Después de las revueltas populares acontecidas en todo el país el 11 de julio, las autoridades desplegaron todo un operativo policial, militar y paramilitar en las calles cubanas para frustrar los planes de la marcha opositora del 15 de noviembre.

Sin embargo, existen muchas razones por las que la inversión extranjera en Cuba no despegará como se quiere con estas disposiciones, y es que, además del tenso escenario político, los cambios propuestos no alteran la ley actual (la que no ofrece casi garantías a los inversores).

Se ha conocido en los últimos años de varios casos de inversionistas extranjeros de alto perfil encarcelados en Cuba por cargos cuestionables y con incautaciones por parte del Gobierno.

Debido a estas sospechosas situaciones, diplomáticos extranjeros han pedido a Cuba que modernice el marco legal aprobado en 2014, pero el primer ministro Manuel Marrero ha respondido que «Cuba dispone de una buena Ley de inversión extranjera, lo que no anda bien es la manera en que nosotros la implementamos».
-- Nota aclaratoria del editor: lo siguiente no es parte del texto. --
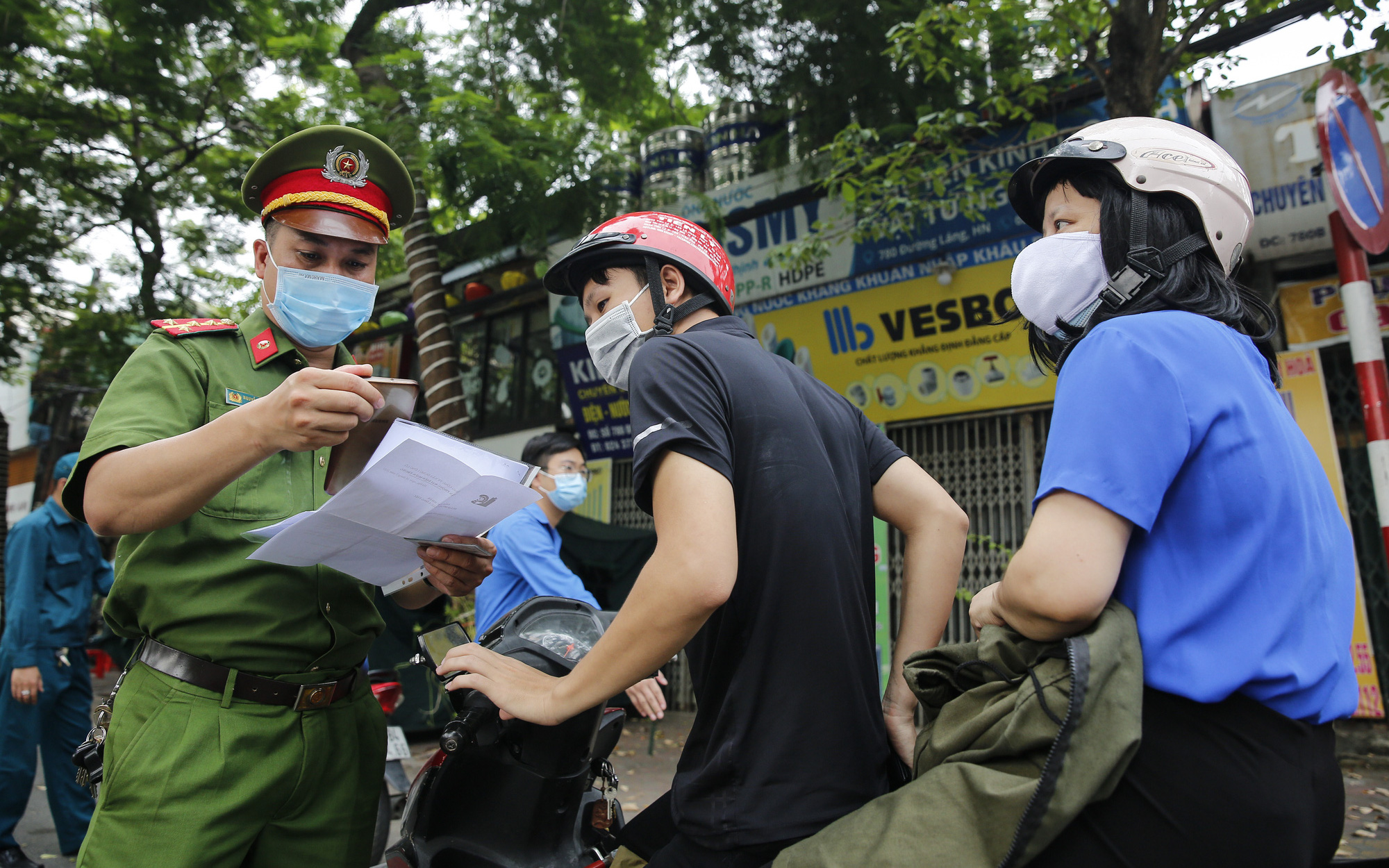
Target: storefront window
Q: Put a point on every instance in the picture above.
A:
(542, 377)
(506, 370)
(509, 370)
(473, 344)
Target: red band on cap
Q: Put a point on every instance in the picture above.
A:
(310, 188)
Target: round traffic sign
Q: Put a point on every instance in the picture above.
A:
(1355, 160)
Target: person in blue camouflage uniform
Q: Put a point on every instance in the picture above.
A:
(53, 567)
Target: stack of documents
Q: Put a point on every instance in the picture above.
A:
(419, 485)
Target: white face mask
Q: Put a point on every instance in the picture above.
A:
(613, 340)
(1061, 277)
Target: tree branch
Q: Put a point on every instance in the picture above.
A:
(355, 42)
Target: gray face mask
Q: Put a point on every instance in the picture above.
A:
(613, 340)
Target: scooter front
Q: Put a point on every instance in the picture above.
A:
(510, 794)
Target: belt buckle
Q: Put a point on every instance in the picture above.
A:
(315, 696)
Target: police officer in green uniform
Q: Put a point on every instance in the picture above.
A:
(245, 735)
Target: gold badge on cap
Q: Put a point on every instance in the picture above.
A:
(347, 167)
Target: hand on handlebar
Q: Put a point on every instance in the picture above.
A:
(517, 690)
(648, 699)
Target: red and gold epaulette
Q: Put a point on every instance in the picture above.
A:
(181, 328)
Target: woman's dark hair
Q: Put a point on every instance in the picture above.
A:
(1197, 284)
(540, 448)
Otras razones para no invertir en Cuba radican en una deuda extranjera creciente, una población mayoritariamente envejecida (y que solo va a peor), una represión gubernamental a las libertades sociales básicas de sus residentes, un posible levantamiento popular con disturbios sociales y políticos, una desconexión con las entidades financieras asociadas al sistema bancario estadounidense, una escasez crónica de divisas en la isla, una constante lucha para navegar por las regulaciones del embargo norteamericano, etc; además de tener que obedecer las leyes y restricciones cubanas sobre, por ejemplo, el límite máximo de empleados para una empresa privada (100) y la prohibición de la expansión de un negocio.
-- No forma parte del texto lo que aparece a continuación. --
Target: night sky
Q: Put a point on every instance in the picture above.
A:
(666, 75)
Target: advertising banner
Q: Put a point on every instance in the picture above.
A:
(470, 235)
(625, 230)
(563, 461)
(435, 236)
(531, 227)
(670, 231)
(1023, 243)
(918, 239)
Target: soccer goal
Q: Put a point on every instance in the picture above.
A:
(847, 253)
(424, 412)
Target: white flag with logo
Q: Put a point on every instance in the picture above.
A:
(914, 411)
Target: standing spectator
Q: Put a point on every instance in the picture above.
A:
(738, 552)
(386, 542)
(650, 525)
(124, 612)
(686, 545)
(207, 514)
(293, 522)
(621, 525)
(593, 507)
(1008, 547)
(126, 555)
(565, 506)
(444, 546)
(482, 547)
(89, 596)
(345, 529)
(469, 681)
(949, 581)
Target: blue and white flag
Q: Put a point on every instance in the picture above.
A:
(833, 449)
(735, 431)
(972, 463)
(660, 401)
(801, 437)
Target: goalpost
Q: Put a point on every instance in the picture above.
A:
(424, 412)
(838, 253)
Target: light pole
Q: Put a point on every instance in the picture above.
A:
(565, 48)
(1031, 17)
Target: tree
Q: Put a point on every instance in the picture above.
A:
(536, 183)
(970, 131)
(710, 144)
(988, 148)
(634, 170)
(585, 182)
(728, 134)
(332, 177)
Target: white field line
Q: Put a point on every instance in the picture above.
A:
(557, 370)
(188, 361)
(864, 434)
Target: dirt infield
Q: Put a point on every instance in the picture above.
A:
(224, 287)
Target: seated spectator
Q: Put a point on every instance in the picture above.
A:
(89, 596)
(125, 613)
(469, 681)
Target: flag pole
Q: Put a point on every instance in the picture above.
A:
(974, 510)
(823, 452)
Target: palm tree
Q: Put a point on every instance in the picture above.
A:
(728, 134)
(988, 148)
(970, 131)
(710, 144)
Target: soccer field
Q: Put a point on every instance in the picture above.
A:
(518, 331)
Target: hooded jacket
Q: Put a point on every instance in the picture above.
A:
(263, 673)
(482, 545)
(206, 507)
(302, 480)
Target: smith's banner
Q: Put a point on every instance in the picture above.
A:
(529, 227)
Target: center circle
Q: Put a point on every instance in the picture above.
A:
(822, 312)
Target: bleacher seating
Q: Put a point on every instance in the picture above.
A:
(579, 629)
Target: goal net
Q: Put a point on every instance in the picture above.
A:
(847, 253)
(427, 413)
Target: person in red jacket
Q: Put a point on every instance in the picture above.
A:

Sobre los pocos cambios realizados en este año en la isla, el director ejecutivo del Cuba Study Group, Ricardo Herrero, opinó: «Las declaraciones y medidas recientes sugieren que algunos altos funcionarios están presionando mucho para construir una economía de mercado, pero el sistema sigue metiéndose en el medio. La resistencia burocrática e ideológica al espectro del capitalismo aún prevalece, más evidente en las restricciones recientes contra la inversión extranjera en PYMES [pequeñas y medianas empresas] privadas recientemente legalizadas y la cantidad de empleados que pueden contratar».

Sin embargo, representantes de la administración castrista han insistido recientemente en que no existen barreras en las leyes cubanas que imposibiliten la inversión en la isla por parte de cubanos radicados en el exterior.